Entre octobre et décembre 2025, le commissariat de Nyanga a enregistré le plus grand nombre de vols aggravés du pays, selon les statistiques de la police. Le commissariat a également été classé deuxième pour le nombre de meurtres, avec une augmentation de 29 % par rapport au trimestre précédent. Le taux élevé de criminalité et de meurtres au Cap se concentre dans les quartiers pauvres, un monde à part des quartiers huppés, des plages et des montagnes qui attirent des millions de touristes.

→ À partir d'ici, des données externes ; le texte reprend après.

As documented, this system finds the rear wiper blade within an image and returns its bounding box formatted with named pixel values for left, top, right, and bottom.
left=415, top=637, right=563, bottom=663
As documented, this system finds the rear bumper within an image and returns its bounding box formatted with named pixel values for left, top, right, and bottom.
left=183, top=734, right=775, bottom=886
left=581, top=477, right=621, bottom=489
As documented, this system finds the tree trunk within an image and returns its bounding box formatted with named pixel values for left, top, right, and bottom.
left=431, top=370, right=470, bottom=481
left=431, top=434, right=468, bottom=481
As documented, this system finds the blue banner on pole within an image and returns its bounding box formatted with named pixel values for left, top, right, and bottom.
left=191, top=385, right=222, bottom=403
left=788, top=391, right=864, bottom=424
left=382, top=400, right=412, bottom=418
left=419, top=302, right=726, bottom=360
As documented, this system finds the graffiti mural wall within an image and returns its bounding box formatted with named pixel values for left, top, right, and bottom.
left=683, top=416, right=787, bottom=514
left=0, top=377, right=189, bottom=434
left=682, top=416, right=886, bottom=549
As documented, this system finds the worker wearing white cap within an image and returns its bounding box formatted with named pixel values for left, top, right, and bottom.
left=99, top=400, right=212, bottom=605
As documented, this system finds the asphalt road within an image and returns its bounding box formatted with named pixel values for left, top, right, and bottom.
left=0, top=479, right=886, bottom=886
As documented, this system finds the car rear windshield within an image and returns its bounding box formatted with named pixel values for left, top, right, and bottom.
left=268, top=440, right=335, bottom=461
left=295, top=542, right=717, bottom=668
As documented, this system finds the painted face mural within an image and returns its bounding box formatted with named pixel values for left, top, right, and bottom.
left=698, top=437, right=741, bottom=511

Les autorités municipales devraient réfléchir à "la manière dont nous pouvons améliorer notre cadre de vie plutôt que d'envisager la construction d'un mur de sécurité sur la N2", a déclaré Dumisani Qwebe, président du Forum de police communautaire de Nyanga. Cela inclut des caméras de surveillance 24 heures sur 24 et des installations sanitaires décentes, les femmes étant particulièrement exposées aux violences sexuelles lorsqu'elles utilisent des toilettes extérieures la nuit.

"Les murs peuvent arrêter les balles, mais ils n'arrêtent pas la criminalité", a déclaré Jonathan Cupido, conseiller municipal du parti politique GOOD. Le gouvernement de la ville, dirigé par le parti de centre-droit Alliance démocratique (DA), "essaie de cacher ce que nous ne pouvons pas réparer", a déclaré Cupido.

Le président Cyril Ramaphosa a annoncé le déploiement imminent de l'armée dans certaines parties de la ville en proie à des guerres de gangs sanglantes.

"Cacher les pauvres"

Trente ans après la fin du régime de la minorité blanche, les disparités entre les anciens quartiers blancs et noirs ségrégués du Cap sont flagrantes, les autorités municipales de la DA étant accusées de ne pas en faire assez pour remédier à ce déséquilibre. La colère suscitée par le mur N2 a dominé le carnaval de Cape Town Pride ce mois-ci, où des militants ont brandi des banderoles sur lesquelles on pouvait lire "Des maisons, pas des murs !", demandant à la ville de s'attaquer plutôt à la crise du logement qui s'aggrave.

"Ils essaient de construire un mur derrière lequel ils tentent de cacher les pauvres", a déclaré l'ancien militant anti-apartheid et ecclésiastique Allan Boesak lors d'un récent rassemblement communautaire organisé à l'occasion du ramadan, qualifiant ce mur d'"apartheid wall" (mur de l'apartheid).

"Ils essaient de cacher le fait qu'il existe bel et bien un Cap noir et un Cap blanc, un Cap privilégié et un Cap privé de privilèges", a-t-il déclaré.